Ti amo. Pensò lui. Non so da quando ma so solo che c'è stata un epoca che pensai che le verità del passato mi avrebbero reso libero ma mi sbagliavo. Non so del mio passato, so solo che in questo viaggio, con te, ci sono altre verità che sono più importanti, che stanno più dentro e sono più semplici. Non verità che si presentano in un ristorante a mezza notte con una storia straordinaria, ma verità che guariscono in un letto d'ospedale a forza di fede.

"Ho avuto bisogno di tutta la fede che avevo, Mulder. La mia fede in Dio" la sua voce suonava chiara, cristallina. Lui la guardò.

"La mia fede nella scienza" le splendevano gli occhi. Si guardarono. E con la sua presenza intensa, devota Scully pronunciò parole liberatrici. "E la mia fede in te."

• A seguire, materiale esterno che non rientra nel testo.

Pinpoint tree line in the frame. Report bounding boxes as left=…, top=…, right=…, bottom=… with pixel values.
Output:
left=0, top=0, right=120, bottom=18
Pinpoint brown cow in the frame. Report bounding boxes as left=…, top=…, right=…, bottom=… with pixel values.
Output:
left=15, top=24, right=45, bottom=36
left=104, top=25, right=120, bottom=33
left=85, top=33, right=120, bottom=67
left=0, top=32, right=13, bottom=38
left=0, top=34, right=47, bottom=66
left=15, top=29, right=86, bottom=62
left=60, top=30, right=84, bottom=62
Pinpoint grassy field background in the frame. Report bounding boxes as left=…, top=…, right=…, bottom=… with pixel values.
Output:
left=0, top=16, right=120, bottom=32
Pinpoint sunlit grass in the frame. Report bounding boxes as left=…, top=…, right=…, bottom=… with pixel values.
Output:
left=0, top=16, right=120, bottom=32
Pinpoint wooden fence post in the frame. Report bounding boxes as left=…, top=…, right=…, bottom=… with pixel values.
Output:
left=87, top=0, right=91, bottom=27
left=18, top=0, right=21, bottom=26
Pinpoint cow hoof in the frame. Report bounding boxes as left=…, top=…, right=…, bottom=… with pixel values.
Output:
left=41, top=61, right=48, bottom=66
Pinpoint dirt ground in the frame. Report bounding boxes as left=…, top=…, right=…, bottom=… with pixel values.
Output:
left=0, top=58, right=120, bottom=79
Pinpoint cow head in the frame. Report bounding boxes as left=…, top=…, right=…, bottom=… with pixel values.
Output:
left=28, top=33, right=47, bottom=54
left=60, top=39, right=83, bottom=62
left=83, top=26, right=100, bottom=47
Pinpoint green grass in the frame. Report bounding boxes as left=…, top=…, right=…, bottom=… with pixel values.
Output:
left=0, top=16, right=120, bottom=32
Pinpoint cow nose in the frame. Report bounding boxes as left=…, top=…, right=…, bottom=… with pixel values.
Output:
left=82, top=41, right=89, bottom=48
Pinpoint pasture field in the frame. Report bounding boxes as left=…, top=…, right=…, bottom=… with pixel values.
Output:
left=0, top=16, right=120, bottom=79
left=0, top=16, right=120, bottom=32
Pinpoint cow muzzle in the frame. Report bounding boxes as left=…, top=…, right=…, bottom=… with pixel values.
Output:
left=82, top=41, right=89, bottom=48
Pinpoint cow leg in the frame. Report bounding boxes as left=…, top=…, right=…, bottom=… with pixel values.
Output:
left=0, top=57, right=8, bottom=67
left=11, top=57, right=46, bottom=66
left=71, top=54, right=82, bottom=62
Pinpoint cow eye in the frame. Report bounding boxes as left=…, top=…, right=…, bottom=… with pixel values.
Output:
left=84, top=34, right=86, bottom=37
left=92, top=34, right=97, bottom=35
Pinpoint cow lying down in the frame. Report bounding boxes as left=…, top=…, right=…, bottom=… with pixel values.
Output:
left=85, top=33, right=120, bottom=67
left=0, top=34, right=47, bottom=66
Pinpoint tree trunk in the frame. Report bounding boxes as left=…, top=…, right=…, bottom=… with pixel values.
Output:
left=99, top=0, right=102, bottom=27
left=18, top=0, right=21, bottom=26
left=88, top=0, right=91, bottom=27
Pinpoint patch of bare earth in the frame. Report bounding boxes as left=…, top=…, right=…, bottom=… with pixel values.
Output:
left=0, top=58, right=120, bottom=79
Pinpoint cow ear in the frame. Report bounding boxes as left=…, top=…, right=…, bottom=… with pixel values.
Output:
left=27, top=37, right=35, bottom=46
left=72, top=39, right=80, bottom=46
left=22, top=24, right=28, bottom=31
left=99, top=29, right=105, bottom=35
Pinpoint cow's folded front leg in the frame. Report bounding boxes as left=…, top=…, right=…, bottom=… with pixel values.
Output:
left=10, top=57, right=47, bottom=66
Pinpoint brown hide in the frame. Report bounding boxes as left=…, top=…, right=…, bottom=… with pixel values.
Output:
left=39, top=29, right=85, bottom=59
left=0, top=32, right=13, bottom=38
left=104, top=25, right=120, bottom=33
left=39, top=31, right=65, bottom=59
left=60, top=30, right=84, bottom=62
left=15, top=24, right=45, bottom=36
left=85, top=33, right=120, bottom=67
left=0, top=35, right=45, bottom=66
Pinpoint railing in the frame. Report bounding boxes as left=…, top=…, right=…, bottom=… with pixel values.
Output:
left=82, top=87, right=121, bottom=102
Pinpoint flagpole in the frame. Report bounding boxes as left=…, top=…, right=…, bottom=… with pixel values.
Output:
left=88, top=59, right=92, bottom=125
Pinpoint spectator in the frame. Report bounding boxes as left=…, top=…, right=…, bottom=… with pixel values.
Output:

Lì stava. L'unica donna al mondo capace di annodargli lo stomaco con una sola frase. L'unica che aveva fiducia in lui. L'unica che possedeva le armi per distruggerlo e invece, le usava per renderlo felice.

"Sempre, Mulder".

Se qualcosa aveva appreso Dana Scully da tanto dolore e tanta paura, era che qualsiasi fosse la verità, chiunque fosse lei stessa, l'uomo dagli occhi piccoli che tratteneva le lacrime sul suo letto, era parte di lei. Per anni aveva sfidato tutte le fondamenta della sua identità, mettendola in discussione, e invece, nella sua ora più buia, le aveva dato la chiave della sua stessa vita.
Forza. Determinazione. Passione.
Fede.
Tenendosi per mano, uno vicino all'altro si sentirono come i pezzi di un rompicapo infinito che solo ora incominciavano a capire. Passione e intuizione. Ragione e metodo. Due dolori, due timori, due vite. Un destino.
Si avvicinarono con gesto istintivo. Seduti sul letto, si baciarono leggermente, uno sfiorarsi di labbra come promessa di un futuro, ora che lo avevano di nuovo. Un bacio tentatore, quasi furtivo che non si poteva spiegare ma solo condividere.
Se esisteva qualcosa remotamente simile al destino, questo ne era parte. Fox Mulder lo capì con certezza.
Abbracciata a lui, la sua vita respirava ritmicamente, incandescente, infrangibile, infinita. Al suo collo una piccola croce dorata brillava ad ogni respiro.
****

Era quasi notte quando Mulder tornò ad attraversare la porta principale dell'ospedale. Margaret Scully era rimasta con la figlia nella stanza, vegliando il suo sonno ristoratore. C'era qualcosa in questa donna coraggiosa che faceva sì che Mulder si sentisse come il bambino che era stato Prima. Prima di questa notte.
Prima e Dopo. Così era stata la sua vita fino ad allora. Prima che gli portassero via Samantha. Dopo. Prima di Scully. Dopo. Prima del cancro. Dopo. E ora. Prima della cura. Dopo.
Dopo. Per la prima volta avvertì una certa speranza a sentire questa parola sinistra. Dopo.
La brezza della notte lo ricevette con un miscuglio di calore e frescura. Poche stelle strizzavano l'occhio dalla loro altezza. Anche loro lo sapevano.

"Sta sparendo".

C'era tanto da fare. Tutte le domande continuavano a stare lì, ossessive, cacciatrici. Samantha, il fumatore, la verità. Tutto diverso, tutto uguale.
O forse no. Forse, qualcosa era cambiato. Forse il bambino di dodici anni che stava in qualche posto dentro Mulder aveva fatto un passo in questi giorni. Un passo verso la riconciliazione, verso la ragione, verso la luce, verso Scully. La sua scienza, la sua verità, il suo futuro.
Entrò in macchina. Odorava di chiuso e abbassò il finestrino. Accese le luci e vide che non c'era nessuno nel parcheggio. Due luci fluorescenti illuminarono la facciata dell'ospedale, come fari nella notte. Le lettere bianche che ore prima gli erano apparse vuote e minacciose si illuminarono davanti a Fox Mulder. "Centro medico Trinità"

"La mia fede in Dio, la mia fede nella scienza"

Mise in moto, con l'eco delle parole di Scully che gli risuonavano ancora in testa, una melodia cordiale, affettuosa. "E la mia fede in te". Trinità, pensò E sorrise.

Di fronte a lui, la notte lo salutò, familiare, incerta, piena di domande e speranze.